June 15, 2024 10:25:48 booked.net

Navigating the Brave New World of AI Decision Oversight

What Does the MCA Mandate and Why?

The MCA’s latest AI-powered compliance system is set to be introduced on its MCA21 portal once the ongoing upgrade and migration of forms to high-security formats are completed, as reported by Mint, citing an unnamed official. However, while the system will compile a list of non-compliant companies, the ultimate decision will rest with an authorized official. The objective is to adopt a “human-centric” approach to AI, allowing non-compliant companies a chance to respond before receiving any formal notices. This approach mirrors the practice of regulators seeking public input on draft laws before finalizing them.

What Sets This Approach Apart?

MCA21 was initially designed to automate all aspects related to enforcement and compliance with requirements under the Companies Act. In their “Vision 2019-2024” document, the MCA emphasized the use of AI, machine learning (ML), and “real-time analytics” to create a unified platform connecting all economic and financial regulators’ databases, thereby preventing data duplication. In March 2020, the Lok Sabha was informed that Version 3 of the MCA21 portal would incorporate AI and ML to enhance “security and threat management” solutions, among other features. This time around, MCA intends to involve humans in overseeing the results generated by AI.

What Does ‘Human in the AI Loop’ Mean?

Including a human in the AI loop typically signifies integrating that person into, or at least keeping them informed about, the decision-making process. Even in highly automated settings, such as “lights out” factories, human presence remains to halt processes in case of emergencies using a “kill switch.” This concept is now being applied by policymakers to govern AI.

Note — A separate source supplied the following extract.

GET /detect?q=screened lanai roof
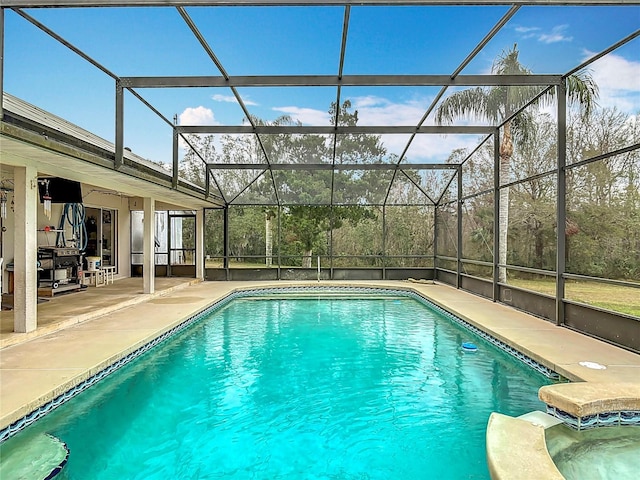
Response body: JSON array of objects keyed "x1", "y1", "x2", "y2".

What Are the Advantages of This Approach?

Generative AI models are known to provide convincing but incorrect answers, engage in plagiarism, and infringe upon copyrights and trademarks without moral guidance. Experts struggle to comprehend how unsupervised large language models (LLMs) like OpenAI’s GPT-4 arrive at their conclusions. Moreover, who bears responsibility if such a system provides incorrect legal or medical advice? Consequently, companies now employ humans to moderate content and data annotators to add labels, categories, and other contextual elements to enhance model accuracy.

Can Humans Compete with AI’s Capabilities?

In 1983, Lt. Col. Stanislav Petrov of the Soviet Union averted a nuclear war by relying on his judgment and dismissing reports of an incoming US missile strike (the computer had misinterpreted the sun’s reflection off clouds as a missile). However, Petrov had 30 minutes to make his decision, whereas today’s AI systems make decisions in milliseconds. Kobi Leins from King’s College London and Anja Kaspersen from the Carnegie Council believe that no human can comprehensively understand all these aspects, let alone meaningfully intervene.